医療法人の事業承継構想書

近い将来、事業をご子息に承継していく予定の医療法人のお手伝いをさせていただいています。

事業承継と一言でいいますが、さまざまな要素が絡み合って、非常に複雑です。

特に、理事長先生、ご子息、そのご家族には様々な思いがあり、そのお気持ちを一つにまとめていくことが最も重要なことではないかと思います。

診療科目はどうするのか、どのような診療内容にするのか、誰が何日診療するのか、スタッフの体制はどうするのか、ご子息が現在の勤務先を退職できる時期はいつなのか、理事長の変更はどうするのか、将来の診療体制は現在の設備で大丈夫なのか・・・などなど

設備のリフォームが必要になる場合には、その設計、費用をどうするのか、またそれぞれの医師の報酬はどうするのかなど、お金のことも考える必要があります。

医師1人体制から2人、3人体制になる場合、それぞれの医師の報酬をいくらにするのか・・・難しい問題です。医師が増えたからといってすぐに診療報酬が上がるわけではありません。現在の診療報酬がその支払いに十分耐えられる場合はよいのですが、損益分岐点に近い状況では収入アップを図ったり、お金の算段を考える必要も出てきます。
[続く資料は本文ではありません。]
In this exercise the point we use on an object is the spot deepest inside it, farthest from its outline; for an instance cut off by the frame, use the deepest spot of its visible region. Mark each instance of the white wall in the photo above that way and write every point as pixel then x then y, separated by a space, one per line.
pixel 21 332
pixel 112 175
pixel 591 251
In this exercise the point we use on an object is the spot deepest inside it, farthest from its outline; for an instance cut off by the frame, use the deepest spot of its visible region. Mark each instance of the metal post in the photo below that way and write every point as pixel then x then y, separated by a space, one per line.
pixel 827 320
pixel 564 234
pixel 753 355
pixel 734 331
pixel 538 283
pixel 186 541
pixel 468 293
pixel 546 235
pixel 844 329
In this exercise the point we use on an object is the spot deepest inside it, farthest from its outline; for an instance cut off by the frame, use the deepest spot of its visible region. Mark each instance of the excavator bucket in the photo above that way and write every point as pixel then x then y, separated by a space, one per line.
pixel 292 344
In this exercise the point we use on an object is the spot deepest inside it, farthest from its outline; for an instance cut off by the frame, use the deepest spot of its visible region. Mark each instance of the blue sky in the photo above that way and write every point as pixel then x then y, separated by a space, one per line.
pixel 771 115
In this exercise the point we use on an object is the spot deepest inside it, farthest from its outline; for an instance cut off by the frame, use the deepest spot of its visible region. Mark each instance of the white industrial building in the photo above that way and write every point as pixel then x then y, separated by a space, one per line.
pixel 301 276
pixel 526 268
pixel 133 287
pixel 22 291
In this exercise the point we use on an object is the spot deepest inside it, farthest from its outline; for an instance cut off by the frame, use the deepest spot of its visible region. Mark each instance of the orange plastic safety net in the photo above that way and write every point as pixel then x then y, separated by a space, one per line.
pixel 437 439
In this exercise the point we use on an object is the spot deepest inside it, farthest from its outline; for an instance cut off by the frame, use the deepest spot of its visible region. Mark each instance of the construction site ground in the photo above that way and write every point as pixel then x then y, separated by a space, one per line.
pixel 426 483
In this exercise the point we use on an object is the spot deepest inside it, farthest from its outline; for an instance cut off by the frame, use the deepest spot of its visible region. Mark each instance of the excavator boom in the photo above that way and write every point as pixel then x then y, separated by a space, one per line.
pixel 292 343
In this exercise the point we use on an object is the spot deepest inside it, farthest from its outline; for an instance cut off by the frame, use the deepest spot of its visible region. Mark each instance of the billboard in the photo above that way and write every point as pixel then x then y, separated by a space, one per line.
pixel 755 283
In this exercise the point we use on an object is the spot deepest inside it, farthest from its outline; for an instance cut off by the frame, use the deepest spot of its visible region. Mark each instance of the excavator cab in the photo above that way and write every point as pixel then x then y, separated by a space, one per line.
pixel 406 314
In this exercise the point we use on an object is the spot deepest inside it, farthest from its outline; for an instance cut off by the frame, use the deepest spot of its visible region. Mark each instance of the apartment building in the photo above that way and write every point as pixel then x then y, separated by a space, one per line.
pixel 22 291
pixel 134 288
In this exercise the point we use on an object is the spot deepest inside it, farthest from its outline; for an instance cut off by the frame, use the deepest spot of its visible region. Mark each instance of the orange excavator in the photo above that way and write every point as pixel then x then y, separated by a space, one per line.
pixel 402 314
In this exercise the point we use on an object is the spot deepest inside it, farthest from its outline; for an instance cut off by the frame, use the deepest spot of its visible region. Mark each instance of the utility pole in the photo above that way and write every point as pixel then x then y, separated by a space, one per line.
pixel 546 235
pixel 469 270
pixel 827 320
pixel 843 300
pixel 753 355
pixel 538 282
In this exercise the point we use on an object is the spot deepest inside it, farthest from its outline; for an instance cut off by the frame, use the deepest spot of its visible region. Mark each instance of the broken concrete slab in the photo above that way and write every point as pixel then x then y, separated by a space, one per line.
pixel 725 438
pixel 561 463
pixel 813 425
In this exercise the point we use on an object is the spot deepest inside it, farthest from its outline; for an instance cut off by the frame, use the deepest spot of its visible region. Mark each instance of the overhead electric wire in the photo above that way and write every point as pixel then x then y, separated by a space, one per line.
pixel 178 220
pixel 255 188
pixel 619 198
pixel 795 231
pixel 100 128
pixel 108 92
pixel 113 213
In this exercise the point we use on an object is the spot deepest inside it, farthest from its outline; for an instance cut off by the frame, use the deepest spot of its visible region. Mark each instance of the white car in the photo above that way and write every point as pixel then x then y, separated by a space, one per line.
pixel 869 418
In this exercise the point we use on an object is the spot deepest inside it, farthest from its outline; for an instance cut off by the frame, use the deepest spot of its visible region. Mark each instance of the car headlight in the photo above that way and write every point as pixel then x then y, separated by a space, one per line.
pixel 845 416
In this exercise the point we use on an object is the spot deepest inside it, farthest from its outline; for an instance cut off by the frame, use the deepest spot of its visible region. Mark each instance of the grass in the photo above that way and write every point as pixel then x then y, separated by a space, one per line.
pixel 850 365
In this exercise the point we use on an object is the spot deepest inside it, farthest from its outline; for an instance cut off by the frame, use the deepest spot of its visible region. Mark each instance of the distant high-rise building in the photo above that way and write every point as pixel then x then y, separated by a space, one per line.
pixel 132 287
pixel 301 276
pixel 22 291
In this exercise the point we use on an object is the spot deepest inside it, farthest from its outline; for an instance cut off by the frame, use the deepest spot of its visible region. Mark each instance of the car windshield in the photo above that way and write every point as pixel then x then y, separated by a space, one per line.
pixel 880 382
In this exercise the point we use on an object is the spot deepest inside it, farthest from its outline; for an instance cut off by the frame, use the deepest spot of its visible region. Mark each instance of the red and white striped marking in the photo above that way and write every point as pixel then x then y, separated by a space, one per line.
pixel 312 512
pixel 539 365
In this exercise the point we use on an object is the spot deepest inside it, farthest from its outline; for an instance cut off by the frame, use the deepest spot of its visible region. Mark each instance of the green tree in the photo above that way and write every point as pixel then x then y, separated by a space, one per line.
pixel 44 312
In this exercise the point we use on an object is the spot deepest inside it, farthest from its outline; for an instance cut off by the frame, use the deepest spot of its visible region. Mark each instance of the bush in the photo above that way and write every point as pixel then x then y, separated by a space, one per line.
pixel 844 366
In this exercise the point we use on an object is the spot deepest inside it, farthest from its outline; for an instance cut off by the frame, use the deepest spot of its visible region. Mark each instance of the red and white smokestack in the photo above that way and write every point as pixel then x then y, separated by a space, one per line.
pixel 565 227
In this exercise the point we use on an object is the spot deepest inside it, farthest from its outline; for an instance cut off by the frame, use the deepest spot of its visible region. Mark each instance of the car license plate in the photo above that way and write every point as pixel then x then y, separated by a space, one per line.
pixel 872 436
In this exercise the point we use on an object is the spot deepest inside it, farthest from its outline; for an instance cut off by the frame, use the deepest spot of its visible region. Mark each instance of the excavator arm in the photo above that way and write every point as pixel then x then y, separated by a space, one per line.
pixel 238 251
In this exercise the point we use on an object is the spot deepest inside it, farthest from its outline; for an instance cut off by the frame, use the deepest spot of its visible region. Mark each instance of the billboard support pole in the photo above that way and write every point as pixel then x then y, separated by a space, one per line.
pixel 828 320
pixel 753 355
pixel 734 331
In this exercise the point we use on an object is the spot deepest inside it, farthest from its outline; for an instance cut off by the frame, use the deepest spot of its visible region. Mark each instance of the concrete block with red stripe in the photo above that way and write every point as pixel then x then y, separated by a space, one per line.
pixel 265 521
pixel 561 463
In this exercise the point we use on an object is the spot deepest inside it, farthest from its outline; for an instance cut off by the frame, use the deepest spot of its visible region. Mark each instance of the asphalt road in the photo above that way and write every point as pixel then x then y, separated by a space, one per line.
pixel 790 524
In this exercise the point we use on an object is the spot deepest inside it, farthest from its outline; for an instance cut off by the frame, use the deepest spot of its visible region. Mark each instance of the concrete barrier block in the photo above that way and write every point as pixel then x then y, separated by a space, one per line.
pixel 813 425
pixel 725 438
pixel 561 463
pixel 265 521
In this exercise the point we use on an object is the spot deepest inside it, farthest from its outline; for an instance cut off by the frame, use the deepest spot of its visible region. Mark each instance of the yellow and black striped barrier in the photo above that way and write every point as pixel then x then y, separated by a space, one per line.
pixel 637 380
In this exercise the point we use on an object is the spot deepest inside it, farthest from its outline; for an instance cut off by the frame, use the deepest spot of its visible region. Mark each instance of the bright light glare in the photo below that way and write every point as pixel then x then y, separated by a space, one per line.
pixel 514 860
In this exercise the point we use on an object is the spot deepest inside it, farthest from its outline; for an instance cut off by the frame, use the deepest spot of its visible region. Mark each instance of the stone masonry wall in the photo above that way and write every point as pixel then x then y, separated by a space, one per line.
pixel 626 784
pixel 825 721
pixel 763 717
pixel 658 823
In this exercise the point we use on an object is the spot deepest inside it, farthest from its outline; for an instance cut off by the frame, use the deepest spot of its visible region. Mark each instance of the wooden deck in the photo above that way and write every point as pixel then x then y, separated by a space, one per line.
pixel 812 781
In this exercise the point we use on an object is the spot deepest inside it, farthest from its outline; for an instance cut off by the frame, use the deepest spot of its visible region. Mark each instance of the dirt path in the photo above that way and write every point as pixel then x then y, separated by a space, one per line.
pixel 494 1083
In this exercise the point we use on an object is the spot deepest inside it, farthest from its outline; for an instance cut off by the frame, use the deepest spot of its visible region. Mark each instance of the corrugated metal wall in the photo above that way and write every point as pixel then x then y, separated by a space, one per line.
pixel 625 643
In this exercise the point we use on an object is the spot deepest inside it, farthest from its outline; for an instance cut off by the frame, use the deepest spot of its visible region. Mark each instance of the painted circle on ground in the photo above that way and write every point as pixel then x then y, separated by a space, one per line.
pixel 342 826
こうなってくると何が何だかわからなくなってきますね。

こんな時に有効なのが一般企業でよく利用する事業構想書のフォーマットです。

将来の「あるべき姿」を明確にし、「現状の問題点・課題」を抽出、現状とあるべき姿の差を解決するための方向性・方法を考え、そのスケジュールを作っていく。こんな作業が必要になります。

大事なことは複数の方々の考えや思いを出し合って、共通の認識を関係者全員で持つことです。

この内容を構想書にまとめ、話し合いをしながら、必要に応じて訂正を加えていきます。構想書は全員が保有し、これが基本ベースにして話し合いをすすめていきます。

いくら話し合ってもなかなか話が前に進まない場合にはこんな方法をとってみてはいかがでしょうか。